According to Donna Richardson, chief of interpretation at Grand Canyon, the role of interpretive rangers is to be a direct link to the public and provide key information and educational information for them.
"We are the ones that the visitor seeks out to have their questions answered," Richardson said. "Ninety-nine percent of visitors that come here want to learn more, they want to know how things happened, why it happened, what are the plants, what are the animals and I think our job is unique in that we get to answer all those questions."
MacPherson works as an interpretive ranger at Grand Canyon's Desert View Watchtower and Tusayan Ruins.
Dersert View is located about 30 miles from the South Rim entrance and is about a 30-minute drive from Grand Canyon Village. Rangers at Desert View are responsible for supplying personnel for the east entrance of the park.
According to MacPherson working and living at Desert View is a lot lower key than other areas along the South Rim - something she said she appreciates.
"There was something about Desert View that really drew my attention," MacPherson said. "I like being out away a little bit. Even though we still have a lot of visitors out here, it's very busy and we are very active - you still have that quiet area out here too. It's pretty nice."
Interpretative rangers at Desert View are responsible for the 15-mile area reaching from Grand View Point to Desert View Watchtower. Currently, there are five interprative rangers at Desert View, however in the busy summer season three to six additional interpretive rangers will be added to the staff. Rangers at Desert View have offices located at the Tusayan Museum, located about three miles west of Desert View - where many rangers give ranger talks.
"It's a little museum on the south side of the road that is kind of hidden, but we (the park) have our only ancestral pueblo and ruin we like to share with visitors, so we like to give tours of that throughout the year," MacPherson said.
There are around 35 people living at Desert View, which includes park employees, employees of Delaware North - the concessionaire for Desert View and employees of Grand Canyon Association.
According to MacPherson when seasonal employees return to the Canyon, around mid May, the number of employees will double.
Living and working at Desert View over the last few years has given MacPherson a unique perspective of the Canyon and an appreciation of the community she calls home.
"The really unique thing about the Canyon at Desert View is that you can see the Colorado River really well. The Canyon opens up a little wider," she said.
With no cell phone service, limited internet access and no night life to keep them entertained the Desert View community spend time together, pick up hobbies and take time to explore, learn and appreciate the natural setting and beauty around them.
"It's a little different for some people, but for the most part we have little community get togethers and the whole neighborhood is invited, it's nice because it is a small community," MacPherson said. "I really like it, because during the day when you are at work it's super busy and hectic and then when you go home you have that peace and quiet and you can walk around out in the woods."
MacPherson said she enjoys painting landscapes, taking photographs, mountain biking, reading, watching DVDs and bird watching.
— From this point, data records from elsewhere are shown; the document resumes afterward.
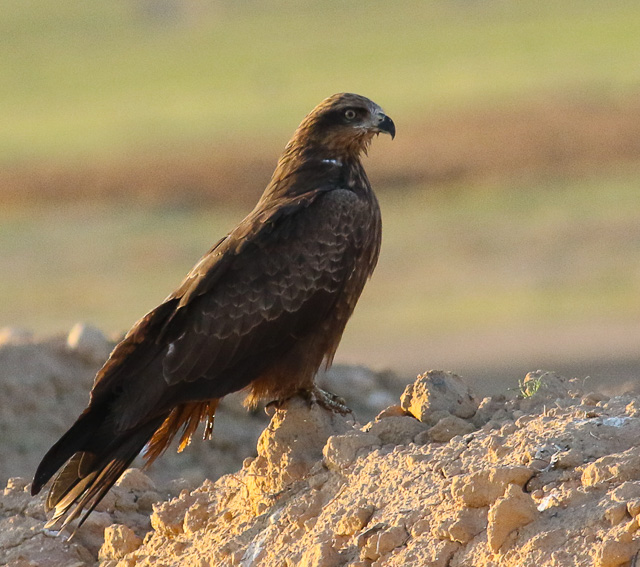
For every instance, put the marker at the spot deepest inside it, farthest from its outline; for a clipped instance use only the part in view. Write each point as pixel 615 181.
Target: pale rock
pixel 291 445
pixel 514 510
pixel 397 430
pixel 613 552
pixel 119 540
pixel 617 467
pixel 438 391
pixel 341 451
pixel 354 521
pixel 468 523
pixel 482 488
pixel 626 491
pixel 383 541
pixel 391 411
pixel 616 513
pixel 322 554
pixel 135 479
pixel 448 428
pixel 89 342
pixel 15 335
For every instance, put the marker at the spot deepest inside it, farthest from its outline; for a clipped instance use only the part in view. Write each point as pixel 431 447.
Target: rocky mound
pixel 45 385
pixel 549 475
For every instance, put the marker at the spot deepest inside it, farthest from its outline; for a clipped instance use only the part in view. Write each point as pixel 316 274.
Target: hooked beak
pixel 385 124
"Sometimes on my days off I like to go and sit by the rim. I have my own little trail through the woods to get there, where you're out there by yourself, which is nice and sometimes I'll plan hiking trips into the Canyon and then sometimes I just go the other way and I'll go explore some drainage (area) and see where it goes," she said. "It's nice to get out in the woods too and it's definetly different than being out along the rim. There are different sights, different smells and no people usually."